Belirgin bir iyileşmenin OVP ile sunulan senaryoda konmaması, OVP’ye “gerçekçilik” görünümü vermesi açısından tutarlı. Altın ithalatının ne olacağı tamamen para politikasına ve bekleyişlerin toparlanmasına bağlı.

2024’teki yüzde 33’e düşen enflasyon görünümü, bu değişkenlerin seyrine bağlı; bunlar da para ve maliye politikasının rotası ve hızına.

Bütçe açığı ve finansmanı muğlak

OVP’nin en yumuşak karnı, bütçe açığının finansmanı.

2024’te bütçe finansmanı için 2 trilyon 651 milyar borçlanma gerekiyor. Bunun bir kısmı tabii ki dış borçlanma ile olacak.
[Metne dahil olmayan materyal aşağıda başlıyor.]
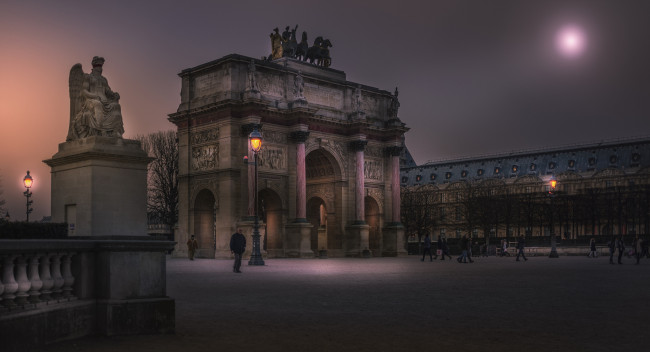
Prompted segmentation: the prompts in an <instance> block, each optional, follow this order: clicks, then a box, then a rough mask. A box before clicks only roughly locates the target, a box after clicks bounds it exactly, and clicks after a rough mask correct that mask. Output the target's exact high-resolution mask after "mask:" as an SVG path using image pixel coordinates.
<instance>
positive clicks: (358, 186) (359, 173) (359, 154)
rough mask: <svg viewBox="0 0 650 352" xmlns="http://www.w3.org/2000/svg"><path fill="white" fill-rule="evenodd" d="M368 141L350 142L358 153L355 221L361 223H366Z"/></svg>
mask: <svg viewBox="0 0 650 352" xmlns="http://www.w3.org/2000/svg"><path fill="white" fill-rule="evenodd" d="M366 144H368V141H364V140H358V141H354V142H352V143H351V144H350V148H351V149H352V150H353V151H354V152H355V153H356V180H355V186H356V190H355V220H354V223H355V224H358V225H361V224H365V223H366V210H365V199H364V190H365V175H364V168H363V167H364V154H363V151H364V149H365V148H366Z"/></svg>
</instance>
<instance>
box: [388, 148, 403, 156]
mask: <svg viewBox="0 0 650 352" xmlns="http://www.w3.org/2000/svg"><path fill="white" fill-rule="evenodd" d="M402 149H404V147H402V146H392V147H387V148H386V149H385V150H386V154H388V155H390V156H400V155H401V154H402Z"/></svg>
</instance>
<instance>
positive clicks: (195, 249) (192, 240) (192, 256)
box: [187, 235, 199, 260]
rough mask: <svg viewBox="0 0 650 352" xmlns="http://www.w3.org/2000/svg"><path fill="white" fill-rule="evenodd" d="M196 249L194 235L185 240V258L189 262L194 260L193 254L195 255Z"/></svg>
mask: <svg viewBox="0 0 650 352" xmlns="http://www.w3.org/2000/svg"><path fill="white" fill-rule="evenodd" d="M197 249H199V242H197V241H196V238H194V235H192V237H191V238H190V239H189V240H187V256H188V257H189V258H190V260H194V253H196V250H197Z"/></svg>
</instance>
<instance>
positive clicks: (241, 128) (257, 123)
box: [241, 123, 262, 137]
mask: <svg viewBox="0 0 650 352" xmlns="http://www.w3.org/2000/svg"><path fill="white" fill-rule="evenodd" d="M254 130H258V131H262V124H261V123H247V124H245V125H242V126H241V133H242V136H246V137H248V135H249V134H251V132H253V131H254Z"/></svg>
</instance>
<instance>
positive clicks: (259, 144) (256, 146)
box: [248, 130, 262, 153]
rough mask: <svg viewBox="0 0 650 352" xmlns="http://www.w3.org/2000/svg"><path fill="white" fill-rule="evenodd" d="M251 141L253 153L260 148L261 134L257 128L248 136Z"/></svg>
mask: <svg viewBox="0 0 650 352" xmlns="http://www.w3.org/2000/svg"><path fill="white" fill-rule="evenodd" d="M248 138H249V139H250V141H251V148H253V151H254V152H255V153H257V152H259V151H260V149H262V134H261V133H260V132H259V131H258V130H253V132H251V134H250V135H249V136H248Z"/></svg>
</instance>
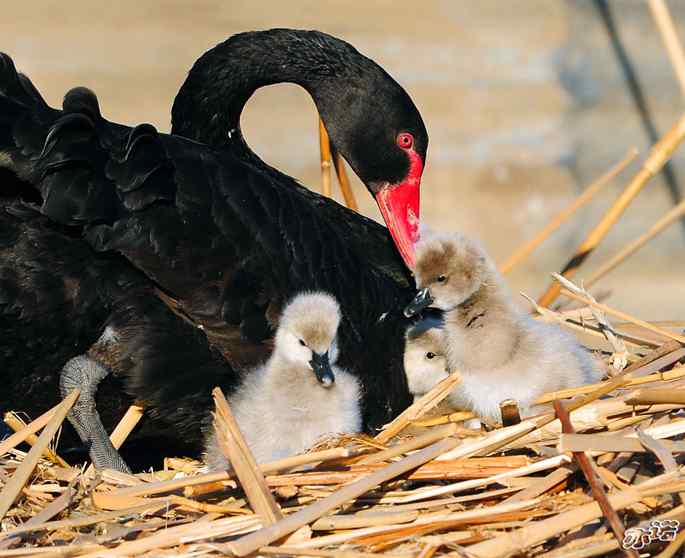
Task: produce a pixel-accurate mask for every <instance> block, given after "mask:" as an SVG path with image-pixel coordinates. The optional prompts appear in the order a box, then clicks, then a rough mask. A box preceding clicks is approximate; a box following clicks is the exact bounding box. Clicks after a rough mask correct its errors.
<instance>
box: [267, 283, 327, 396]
mask: <svg viewBox="0 0 685 558" xmlns="http://www.w3.org/2000/svg"><path fill="white" fill-rule="evenodd" d="M339 325H340V307H339V306H338V303H337V301H336V300H335V298H333V297H332V296H331V295H329V294H326V293H321V292H311V293H303V294H299V295H297V296H296V297H295V298H293V299H292V300H291V301H290V302H289V303H288V305H287V306H286V307H285V308H284V309H283V313H282V314H281V317H280V320H279V324H278V330H277V332H276V339H275V347H274V351H275V352H277V353H278V354H279V356H280V357H281V358H284V359H285V360H287V361H288V362H290V363H292V364H294V365H298V366H302V367H308V368H309V369H311V370H312V371H313V373H314V374H315V375H316V379H317V380H318V381H319V383H320V384H321V385H322V386H324V387H329V386H331V385H333V383H334V382H335V375H334V374H333V370H332V368H331V365H332V364H335V361H336V359H337V357H338V350H337V344H336V335H337V332H338V326H339Z"/></svg>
Ancak içeriden yapılacak borçlanmada “rasyonel sulara” girmeden nasıl yapılacak merak ediyorum.

Her ay ortalama 220 milyar TL borçlanma gerekiyor. 2023’te Temmuz itibariyle son 12 aylık sürede aylık borçlanma ortalamasının 55 milyar TL olduğunu not ederek soralım; negatif reel faizlerle borç vermeye kimin iştahı olur?

Sonuç olarak, hükümetin çizdiği bir OVP var; buna göre bize gösterdiği yol haritasında seçim sonrasında ‘rotaya gireceğiz’ diyor. En azından çizdiği bu tabloyu böyle okumamızı söylüyor. Bu yolu takip edip etmeyeceği, yoldaki seyirde sürücü değiştirip değiştirmeyeceğini bilemiyoruz.

Türkiye’de ekonomik sorunların temelinde siyasi irade yatıyor. Siyaset normalleşmeden ekonomik normalleşme mümkün değil. Bu yüzden, ekonomideki OVP gibi politik metinlerin alt yapısında da bu bıçaksırtı duruş var.